I’m sure there are many first episodes that could be named in a post like this one. I’ve picked 4 of my favorites. Feel free to add your own examples in the comments.

Orphan Black

Tatiana Maslany in Orphan Black

Sarah Manning (Tatiana Maslany) gets off a train. Moments later a woman who looks exactly like her steps in front of a train as she watches. Before the episode is over, she meets another woman who looks just like her. Who are they and why do they look alike?

Although she doesn’t understand the dead woman’s life, she tries to step into it to abscond with her money. She has a daughter she wants to reunite with, a foster brother named Felix (Jordan Gavaris) and a grifter’s heart.

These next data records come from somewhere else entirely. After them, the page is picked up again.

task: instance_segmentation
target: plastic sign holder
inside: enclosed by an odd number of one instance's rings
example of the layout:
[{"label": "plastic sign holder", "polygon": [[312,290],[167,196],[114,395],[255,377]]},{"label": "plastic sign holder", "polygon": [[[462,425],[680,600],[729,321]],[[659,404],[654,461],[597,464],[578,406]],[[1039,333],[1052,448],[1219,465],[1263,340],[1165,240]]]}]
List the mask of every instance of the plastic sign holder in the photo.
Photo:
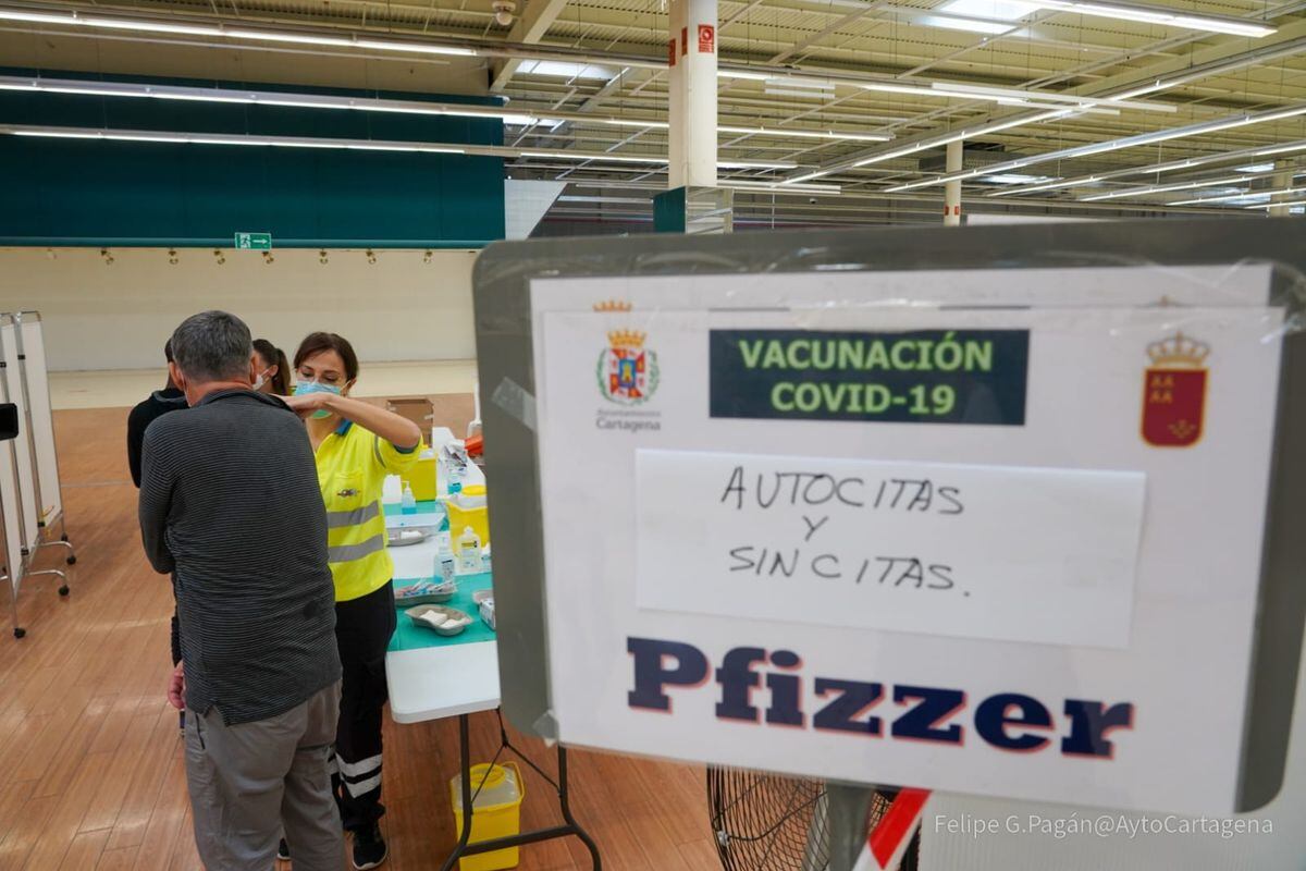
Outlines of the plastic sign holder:
[{"label": "plastic sign holder", "polygon": [[67,572],[34,568],[38,554],[57,548],[65,564],[74,565],[77,552],[68,541],[63,509],[39,312],[0,315],[0,401],[13,404],[18,419],[17,437],[0,445],[0,505],[13,635],[21,639],[26,629],[18,619],[18,592],[25,578],[52,575],[60,580],[59,594],[69,593]]},{"label": "plastic sign holder", "polygon": [[795,776],[1263,806],[1306,615],[1303,243],[1203,221],[491,245],[504,710]]}]

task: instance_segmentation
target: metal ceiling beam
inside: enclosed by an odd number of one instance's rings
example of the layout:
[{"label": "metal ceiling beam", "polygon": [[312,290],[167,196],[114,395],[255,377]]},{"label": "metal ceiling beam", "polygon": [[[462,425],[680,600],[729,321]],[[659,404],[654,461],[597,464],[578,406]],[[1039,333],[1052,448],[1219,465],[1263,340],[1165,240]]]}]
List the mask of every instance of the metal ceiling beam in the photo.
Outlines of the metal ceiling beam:
[{"label": "metal ceiling beam", "polygon": [[[1181,69],[1183,76],[1196,76],[1204,77],[1209,74],[1218,73],[1230,65],[1247,65],[1262,63],[1264,57],[1284,56],[1285,54],[1299,54],[1306,51],[1306,20],[1294,21],[1271,37],[1263,40],[1258,40],[1255,48],[1239,50],[1247,44],[1246,39],[1230,38],[1221,42],[1220,44],[1212,46],[1204,51],[1195,52],[1191,59],[1192,65],[1188,67],[1187,63],[1166,60],[1153,67],[1144,68],[1141,71],[1131,71],[1122,73],[1119,76],[1113,76],[1102,81],[1093,82],[1091,86],[1072,91],[1079,97],[1098,97],[1105,98],[1110,95],[1132,97],[1136,95],[1134,91],[1157,81],[1165,81],[1168,76],[1174,76]],[[1177,68],[1177,64],[1179,67]],[[1000,116],[987,116],[981,121],[966,124],[966,128],[972,131],[973,138],[976,136],[983,136],[987,132],[1000,132],[1003,129],[1011,129],[1020,125],[1024,119],[1025,123],[1036,123],[1040,118],[1046,118],[1047,112],[1042,111],[1025,111],[1025,112],[1011,112]],[[996,128],[996,129],[990,129]],[[867,159],[880,158],[884,154],[909,154],[913,145],[926,144],[934,138],[940,137],[939,132],[931,132],[916,138],[900,140],[892,145],[892,148],[876,148],[866,149],[852,155],[840,158],[831,165],[820,167],[819,175],[828,175],[832,172],[855,168],[859,163]],[[932,148],[925,145],[923,148]],[[811,174],[803,174],[806,178],[816,178]]]},{"label": "metal ceiling beam", "polygon": [[[512,30],[508,31],[508,42],[522,46],[538,43],[549,33],[549,29],[554,26],[554,21],[558,20],[558,14],[565,5],[567,0],[532,0],[526,3],[526,10],[521,13],[517,21],[513,22]],[[494,61],[490,68],[490,90],[496,94],[503,91],[520,64],[521,61],[516,59]]]}]

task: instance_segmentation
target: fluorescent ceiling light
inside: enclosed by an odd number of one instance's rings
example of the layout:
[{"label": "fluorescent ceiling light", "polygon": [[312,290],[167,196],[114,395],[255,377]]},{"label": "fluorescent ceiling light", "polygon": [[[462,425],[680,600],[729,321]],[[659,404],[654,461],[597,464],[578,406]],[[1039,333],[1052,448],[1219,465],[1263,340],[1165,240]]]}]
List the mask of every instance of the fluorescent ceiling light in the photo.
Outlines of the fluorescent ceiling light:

She’s immediately plunged into a mysterious and dangerous situation. I’m hooked.

Killing Eve

Jodie Comer in Killing Eve

An innocent looking blonde woman kills people for hire. She calls herself Villanelle (Jodie Comer). In MI5, there’s an agent with a fascination for female assassins. The agent is Eve Polastri (Sandra Oh).

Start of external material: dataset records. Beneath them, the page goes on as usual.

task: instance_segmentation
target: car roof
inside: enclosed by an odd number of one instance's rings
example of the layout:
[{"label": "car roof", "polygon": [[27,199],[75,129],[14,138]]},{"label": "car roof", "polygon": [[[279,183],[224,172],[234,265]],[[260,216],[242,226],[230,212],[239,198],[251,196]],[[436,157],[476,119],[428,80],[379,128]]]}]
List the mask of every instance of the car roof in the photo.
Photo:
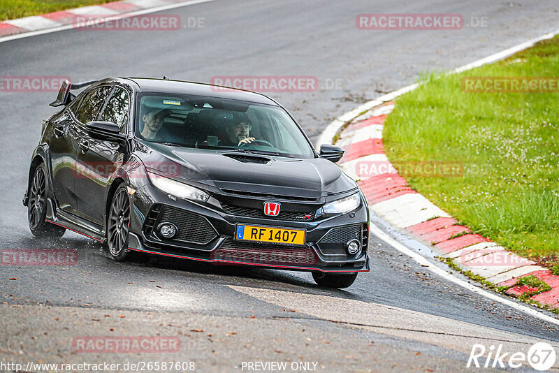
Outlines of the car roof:
[{"label": "car roof", "polygon": [[235,88],[224,89],[223,87],[217,85],[194,82],[171,80],[169,79],[152,79],[147,78],[126,78],[124,79],[134,82],[139,87],[138,92],[140,92],[193,94],[233,100],[241,100],[243,101],[278,106],[277,102],[263,94]]}]

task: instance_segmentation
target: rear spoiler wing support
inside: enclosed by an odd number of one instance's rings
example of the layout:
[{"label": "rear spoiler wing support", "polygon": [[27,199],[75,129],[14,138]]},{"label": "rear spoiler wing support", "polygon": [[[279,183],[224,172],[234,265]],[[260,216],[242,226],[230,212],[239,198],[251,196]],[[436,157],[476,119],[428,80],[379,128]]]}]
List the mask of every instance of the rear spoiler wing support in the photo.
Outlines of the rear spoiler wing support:
[{"label": "rear spoiler wing support", "polygon": [[72,102],[72,100],[75,98],[75,95],[70,92],[71,89],[80,89],[84,87],[92,85],[97,80],[89,80],[88,82],[73,85],[70,80],[64,79],[62,81],[62,84],[60,85],[60,90],[58,92],[57,99],[50,103],[49,106],[55,108],[57,106],[68,105]]}]

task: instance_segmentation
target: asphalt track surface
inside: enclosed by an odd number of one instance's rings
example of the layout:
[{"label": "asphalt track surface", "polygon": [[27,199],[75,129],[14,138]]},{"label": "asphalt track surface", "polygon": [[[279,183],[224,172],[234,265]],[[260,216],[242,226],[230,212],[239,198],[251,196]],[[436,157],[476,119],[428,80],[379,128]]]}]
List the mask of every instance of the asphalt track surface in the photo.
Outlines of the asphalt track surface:
[{"label": "asphalt track surface", "polygon": [[[449,70],[559,29],[558,11],[556,0],[217,0],[164,12],[184,23],[203,17],[203,27],[67,30],[0,43],[0,75],[166,75],[199,82],[316,76],[317,92],[269,94],[314,140],[333,118],[422,73]],[[360,13],[460,13],[467,25],[473,17],[486,26],[355,27]],[[374,236],[371,272],[345,291],[319,288],[307,273],[166,258],[118,263],[73,233],[57,241],[33,237],[21,198],[55,94],[0,92],[0,249],[77,249],[79,261],[64,268],[0,266],[0,361],[165,360],[72,352],[78,336],[157,333],[180,335],[182,348],[171,359],[194,360],[199,371],[240,371],[242,362],[259,360],[317,362],[324,372],[451,372],[465,369],[474,343],[525,352],[539,338],[559,346],[556,326],[430,275]]]}]

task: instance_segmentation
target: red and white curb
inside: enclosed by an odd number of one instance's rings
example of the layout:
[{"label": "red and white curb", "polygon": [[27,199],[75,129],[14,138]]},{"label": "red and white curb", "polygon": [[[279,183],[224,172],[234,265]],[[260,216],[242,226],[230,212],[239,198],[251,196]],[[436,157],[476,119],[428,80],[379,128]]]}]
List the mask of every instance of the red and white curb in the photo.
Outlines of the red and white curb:
[{"label": "red and white curb", "polygon": [[[395,170],[371,177],[360,174],[360,162],[390,164],[382,147],[382,128],[393,108],[393,103],[384,104],[372,110],[370,117],[352,122],[338,141],[346,150],[339,164],[358,180],[369,208],[392,226],[430,246],[440,256],[453,258],[461,268],[498,286],[514,285],[519,277],[528,275],[544,280],[552,290],[532,299],[559,307],[559,276],[458,225],[451,215],[412,190]],[[518,296],[533,290],[511,288],[507,293]]]},{"label": "red and white curb", "polygon": [[[456,68],[450,73],[467,71],[486,64],[506,58],[531,47],[535,43],[549,39],[559,31],[548,34],[530,40],[486,58]],[[461,268],[481,276],[498,286],[514,285],[518,279],[534,275],[551,287],[551,290],[531,297],[533,300],[552,307],[559,308],[559,276],[554,276],[546,268],[535,263],[507,251],[504,247],[490,242],[486,237],[474,234],[439,208],[424,196],[412,190],[405,179],[398,174],[384,154],[382,130],[384,120],[394,108],[393,100],[416,88],[412,85],[369,101],[349,112],[332,122],[316,142],[317,147],[332,143],[340,133],[337,144],[345,149],[339,162],[348,175],[358,181],[369,203],[369,207],[378,217],[407,235],[431,247],[442,257],[451,258]],[[340,133],[340,129],[345,128]],[[384,166],[389,171],[363,175],[360,165]],[[377,168],[380,169],[380,168]],[[455,284],[483,296],[509,305],[526,314],[559,325],[556,319],[541,314],[533,309],[511,302],[464,281],[443,270],[433,265],[427,259],[398,242],[372,223],[371,231],[398,250],[409,256],[425,267]],[[480,258],[482,260],[480,261]],[[506,258],[506,261],[502,261]],[[477,260],[482,263],[469,263]],[[507,264],[495,265],[499,261]],[[473,265],[472,265],[473,264]],[[519,296],[535,289],[514,286],[507,293]]]},{"label": "red and white curb", "polygon": [[116,16],[126,18],[212,1],[125,0],[8,20],[0,22],[0,42],[71,29],[78,16],[87,16],[88,22]]}]

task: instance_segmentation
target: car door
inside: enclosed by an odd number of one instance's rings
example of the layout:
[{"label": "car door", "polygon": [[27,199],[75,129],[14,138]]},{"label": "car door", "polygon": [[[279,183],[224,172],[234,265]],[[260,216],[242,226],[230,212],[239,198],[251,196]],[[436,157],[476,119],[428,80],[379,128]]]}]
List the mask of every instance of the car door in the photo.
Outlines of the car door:
[{"label": "car door", "polygon": [[[96,120],[115,123],[121,133],[125,133],[129,117],[129,92],[113,86]],[[87,167],[87,173],[76,179],[78,208],[87,219],[103,226],[108,183],[112,173],[122,163],[122,146],[115,141],[93,138],[85,132],[80,144],[78,162]]]},{"label": "car door", "polygon": [[72,214],[77,212],[74,191],[78,147],[73,118],[79,106],[79,98],[51,119],[52,134],[49,140],[52,190],[58,207]]}]

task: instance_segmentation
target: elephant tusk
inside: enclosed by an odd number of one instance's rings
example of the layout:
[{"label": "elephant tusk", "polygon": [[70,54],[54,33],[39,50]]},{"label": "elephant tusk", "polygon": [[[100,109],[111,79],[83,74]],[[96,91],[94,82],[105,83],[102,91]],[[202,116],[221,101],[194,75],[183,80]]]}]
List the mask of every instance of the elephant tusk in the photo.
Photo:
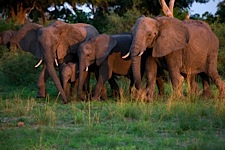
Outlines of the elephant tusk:
[{"label": "elephant tusk", "polygon": [[57,59],[55,59],[55,65],[56,65],[57,67],[59,66]]},{"label": "elephant tusk", "polygon": [[127,58],[130,55],[130,52],[128,52],[126,55],[122,56],[123,59]]},{"label": "elephant tusk", "polygon": [[143,53],[144,53],[144,52],[140,52],[140,53],[138,54],[138,56],[141,56]]},{"label": "elephant tusk", "polygon": [[41,65],[42,61],[43,61],[43,60],[40,59],[39,62],[38,62],[34,67],[35,67],[35,68],[39,67],[39,66]]}]

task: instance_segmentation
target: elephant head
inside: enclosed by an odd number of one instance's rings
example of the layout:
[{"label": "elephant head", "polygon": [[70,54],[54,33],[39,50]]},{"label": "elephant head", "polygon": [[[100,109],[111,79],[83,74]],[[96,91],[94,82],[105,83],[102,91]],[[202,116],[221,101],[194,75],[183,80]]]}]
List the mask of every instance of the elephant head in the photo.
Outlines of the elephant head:
[{"label": "elephant head", "polygon": [[133,41],[130,47],[135,87],[141,87],[140,62],[146,48],[152,48],[153,57],[163,57],[183,49],[189,39],[188,29],[182,21],[170,17],[137,19],[132,28]]},{"label": "elephant head", "polygon": [[62,63],[67,53],[76,53],[80,43],[98,34],[98,31],[88,24],[55,21],[46,27],[34,23],[23,26],[17,32],[16,41],[20,49],[44,61],[46,67],[43,68],[39,77],[40,83],[45,85],[44,76],[47,69],[64,103],[67,103],[67,97],[56,74],[54,62],[57,60]]},{"label": "elephant head", "polygon": [[0,33],[0,45],[5,45],[9,49],[10,46],[15,46],[13,43],[13,38],[16,34],[16,31],[6,30]]},{"label": "elephant head", "polygon": [[90,41],[84,42],[79,48],[79,86],[78,97],[85,99],[83,85],[87,78],[88,67],[94,63],[101,65],[108,57],[117,41],[109,35],[101,34]]}]

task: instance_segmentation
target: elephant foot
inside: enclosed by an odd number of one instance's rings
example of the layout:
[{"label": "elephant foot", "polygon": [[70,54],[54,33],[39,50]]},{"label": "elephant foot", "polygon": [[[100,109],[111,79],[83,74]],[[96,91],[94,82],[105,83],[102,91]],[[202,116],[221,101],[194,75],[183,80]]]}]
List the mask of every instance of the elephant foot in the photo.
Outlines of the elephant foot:
[{"label": "elephant foot", "polygon": [[36,98],[46,98],[46,95],[40,94],[39,92],[36,95]]},{"label": "elephant foot", "polygon": [[203,91],[202,96],[206,99],[212,98],[212,91]]},{"label": "elephant foot", "polygon": [[132,92],[132,97],[133,99],[136,99],[136,101],[147,101],[147,95],[146,95],[146,91],[144,90],[134,90]]}]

The spy will undertake a hunt for the assassin, but there’s a lot going on with both of them. They get equal attention from the camera. The killer is as interesting, if not more interesting, than the hunter. I’m hooked.

Happy Valley

Sarah Lancashire in Happy Valley

An English cop named Catherine (Sarah Lancashire) is on the job. Her ex husband shows up and wants to take her out. It has something to do with a man named Tommy Lee Royce (James Norton) – something to do with her grandson being the child of rape – and something to do with her desire to grind Tommy Lee Royce under the heel of her dirtiest shoe and bury him out on the moors.

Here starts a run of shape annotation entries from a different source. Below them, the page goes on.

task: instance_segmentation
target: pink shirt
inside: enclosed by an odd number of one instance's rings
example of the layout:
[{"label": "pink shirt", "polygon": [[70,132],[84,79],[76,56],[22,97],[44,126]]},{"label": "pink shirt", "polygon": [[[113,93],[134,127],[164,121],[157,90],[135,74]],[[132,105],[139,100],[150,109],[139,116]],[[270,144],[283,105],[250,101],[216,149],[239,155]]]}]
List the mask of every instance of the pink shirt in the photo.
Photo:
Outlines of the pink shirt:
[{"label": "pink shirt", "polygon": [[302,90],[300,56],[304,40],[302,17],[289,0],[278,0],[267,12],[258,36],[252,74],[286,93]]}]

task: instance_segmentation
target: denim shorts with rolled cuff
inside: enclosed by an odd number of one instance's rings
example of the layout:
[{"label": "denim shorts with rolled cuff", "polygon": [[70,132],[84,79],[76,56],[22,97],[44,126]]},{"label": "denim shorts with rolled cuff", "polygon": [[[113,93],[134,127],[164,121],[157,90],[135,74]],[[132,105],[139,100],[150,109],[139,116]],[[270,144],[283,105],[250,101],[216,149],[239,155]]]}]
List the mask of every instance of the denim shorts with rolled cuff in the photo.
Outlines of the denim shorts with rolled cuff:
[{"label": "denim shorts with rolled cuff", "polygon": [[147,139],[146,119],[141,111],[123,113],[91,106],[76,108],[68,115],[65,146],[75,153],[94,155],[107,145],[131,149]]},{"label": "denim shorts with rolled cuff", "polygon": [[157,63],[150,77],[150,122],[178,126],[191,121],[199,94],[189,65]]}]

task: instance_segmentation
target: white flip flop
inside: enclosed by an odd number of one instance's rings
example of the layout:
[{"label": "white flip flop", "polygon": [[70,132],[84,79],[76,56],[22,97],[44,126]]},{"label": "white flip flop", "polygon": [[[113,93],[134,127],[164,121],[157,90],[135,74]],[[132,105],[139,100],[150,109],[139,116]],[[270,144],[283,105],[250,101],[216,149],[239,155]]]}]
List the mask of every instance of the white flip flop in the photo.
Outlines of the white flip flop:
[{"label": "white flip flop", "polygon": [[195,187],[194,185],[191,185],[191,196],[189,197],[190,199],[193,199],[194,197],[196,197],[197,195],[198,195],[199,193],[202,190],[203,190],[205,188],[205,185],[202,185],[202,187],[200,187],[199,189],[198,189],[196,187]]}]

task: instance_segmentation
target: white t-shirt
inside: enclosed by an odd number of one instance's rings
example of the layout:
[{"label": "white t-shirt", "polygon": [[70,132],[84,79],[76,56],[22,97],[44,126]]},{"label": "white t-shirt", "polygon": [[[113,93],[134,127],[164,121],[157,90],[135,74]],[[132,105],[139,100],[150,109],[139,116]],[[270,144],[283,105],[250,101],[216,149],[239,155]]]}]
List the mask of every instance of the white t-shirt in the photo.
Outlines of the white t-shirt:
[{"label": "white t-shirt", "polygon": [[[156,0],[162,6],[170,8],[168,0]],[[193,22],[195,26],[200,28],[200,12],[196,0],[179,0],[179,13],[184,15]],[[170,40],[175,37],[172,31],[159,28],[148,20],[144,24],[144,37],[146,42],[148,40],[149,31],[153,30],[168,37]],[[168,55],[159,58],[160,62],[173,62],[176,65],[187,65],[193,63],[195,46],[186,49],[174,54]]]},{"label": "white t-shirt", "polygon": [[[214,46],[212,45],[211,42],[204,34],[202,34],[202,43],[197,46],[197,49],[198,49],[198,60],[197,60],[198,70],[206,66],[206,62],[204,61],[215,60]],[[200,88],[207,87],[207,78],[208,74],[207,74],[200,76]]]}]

Concurrently, a disgruntled employee named Kevin (Steve Pemberton) plots to have his boss’s daughter kidnapped for a large ransom. One of the men who will do the kidnapping is named Tommy. I’m hooked.

The Fosters

Teri Polo and Sherri Saum in The Fosters

We’re in the middle of a family home where we make one discovery after another. There’s a woman, a cop, named Stef (Teri Polo). She has a female partner, Lena (Sherri Saum). Oh, my, an interracial lesbian couple. That’s unusual. They have three kids – one is the bio child of the cop, the other two Latinx adoptees. Even more unusual.

Home comes Lena with another kid – one she plucked from the foster system to bring home temporarily. The new kid, Callie (Maia Mitchell) has a little brother she’s determined to rescue from the foster home they were in. The rescue is dangerous and pulls in Stef in her cop role. I’m hooked.

For bonus points, read this post: That Magic Moment When I Fell for Lost Girl.

You can probably guess from my choices that I’m looking for interesting women in leading roles in my favorite TV shows. I could add that to my reasons for getting hooked, but the same factors I outlined at the beginning would apply to a series with a male lead. TV shows about women are a preference for me, but not a requirement.

What about you? What do you look for in an opening episode? How do you get hooked?

2 thoughts on “4 Examples of Television’s Most Compelling First Episodes”

  1. Twin Peaks first episode was a two-hour pilot directed by David Lynch. Does not get any better than that – the Lynchian weirdness, the distinctive music, and the atmospherics were all there, and it was unlike any TV show before it.